Projets d’innovation

Kinés, logopèdes, sages-femmes

davantage de prestataires de soins pourront effectuer des consultations vidéo

À partir du 1er juillet, les kinésithérapeutes et les sages-femmes pourront effectuer des consultations par vidéo. Un mois plus tard, cela s’appliquera également aux logopèdes. 

Filip Ceulemans - 15 mai 2026

Videoconsultatie kine - vroedvrouw - logopedist

La possibilité de pratiquer des consultations vidéo existe déjà depuis plus longtemps chez les médecins. Le ministre des Affaires sociales et de la Santé publique, Frank Vandenbroucke (Vooruit), souhaite étendre ce système, au cours des prochains mois, à plusieurs autres prestataires de soins. Selon le ministre, les consultations vidéo permettent de « fournir des soins de qualité, où les contacts physiques peuvent, lorsque cela est possible, être alternés avec des consultations vidéo de suivi ». Cela réduit la pression sur les prestataires de soins, les patients pouvant être aidés plus facilement.

« Les consultations vidéo à distance constituent un complément utile aux soins. Lorsqu’elles sont bien organisées, tout le monde y gagne. Pour les prestataires de soins, cela entraîne moins de rendez-vous manqués. Pour les patients, cela permet un meilleur suivi. Les soins ne sont pas interrompus par des agendas chargés ou des déplacements difficiles », a déclaré M. Vandenbroucke. L’extension approuvée par le ministre concerne trois disciplines qui entretiennent un lien étroit avec le patient : les kinésithérapeutes, les logopèdes et les sages-femmes.

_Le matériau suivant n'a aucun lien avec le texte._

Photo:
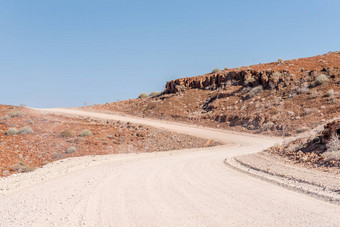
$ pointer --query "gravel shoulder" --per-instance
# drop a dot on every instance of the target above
(191, 187)
(322, 184)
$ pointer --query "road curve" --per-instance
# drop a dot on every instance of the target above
(176, 188)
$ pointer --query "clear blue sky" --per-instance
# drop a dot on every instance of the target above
(67, 52)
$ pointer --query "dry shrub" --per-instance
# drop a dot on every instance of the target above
(16, 114)
(85, 133)
(333, 148)
(322, 79)
(25, 130)
(71, 150)
(66, 133)
(12, 131)
(215, 70)
(143, 95)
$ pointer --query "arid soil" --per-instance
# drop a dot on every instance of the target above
(177, 188)
(321, 149)
(59, 137)
(279, 98)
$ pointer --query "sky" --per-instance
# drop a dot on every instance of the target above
(69, 52)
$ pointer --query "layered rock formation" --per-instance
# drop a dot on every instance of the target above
(269, 79)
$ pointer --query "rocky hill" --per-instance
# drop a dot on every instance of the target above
(321, 149)
(29, 139)
(278, 98)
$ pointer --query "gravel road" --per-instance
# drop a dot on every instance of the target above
(176, 188)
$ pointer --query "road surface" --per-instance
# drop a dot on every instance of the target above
(176, 188)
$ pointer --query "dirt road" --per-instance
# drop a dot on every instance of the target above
(177, 188)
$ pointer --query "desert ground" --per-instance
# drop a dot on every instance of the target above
(191, 187)
(250, 146)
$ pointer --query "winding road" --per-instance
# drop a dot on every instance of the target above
(176, 188)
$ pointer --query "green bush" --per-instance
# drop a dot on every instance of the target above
(25, 130)
(66, 133)
(330, 93)
(85, 133)
(12, 131)
(154, 93)
(215, 70)
(143, 95)
(71, 150)
(16, 114)
(322, 79)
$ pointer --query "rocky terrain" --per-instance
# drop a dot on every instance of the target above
(29, 139)
(278, 98)
(321, 149)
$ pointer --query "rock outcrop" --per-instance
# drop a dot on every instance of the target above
(213, 81)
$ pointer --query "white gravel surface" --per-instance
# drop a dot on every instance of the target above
(176, 188)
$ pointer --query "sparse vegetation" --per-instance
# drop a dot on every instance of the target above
(333, 148)
(6, 117)
(254, 91)
(16, 114)
(302, 129)
(154, 93)
(330, 93)
(71, 150)
(66, 133)
(25, 130)
(57, 155)
(143, 95)
(12, 131)
(85, 133)
(21, 168)
(321, 79)
(249, 80)
(215, 70)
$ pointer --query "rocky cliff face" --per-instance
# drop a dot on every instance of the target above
(268, 79)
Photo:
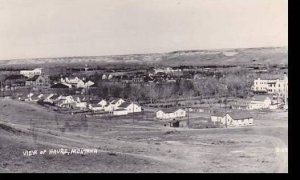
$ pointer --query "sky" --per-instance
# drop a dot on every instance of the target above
(59, 28)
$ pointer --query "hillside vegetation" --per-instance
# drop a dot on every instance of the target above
(246, 56)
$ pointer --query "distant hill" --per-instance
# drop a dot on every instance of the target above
(243, 56)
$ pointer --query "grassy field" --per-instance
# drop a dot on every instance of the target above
(134, 145)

Liberté de choix et conditions

« Grâce à ces mesures, nous permettons aux parents de faire suivre leur enfant à domicile par un logopède. Les sages-femmes pourront rassurer et accompagner plus rapidement les femmes enceintes sans que celles-ci doivent se déplacer. Les personnes âgées souffrant de douleurs articulaires, qui ne savent pas quels exercices peuvent les aider, pourront également bénéficier d’un accompagnement de cette manière », explique M. Vandenbroucke en donnant, pour chacune des trois disciplines, un exemple de l’utilisation possible des consultations vidéo. « Mais c’est le patient qui conserve la liberté de choix. S'il préfère une consultation physique, elle doit rester prioritaire. Nous rendons désormais simplement l’option à distance systématiquement possible. »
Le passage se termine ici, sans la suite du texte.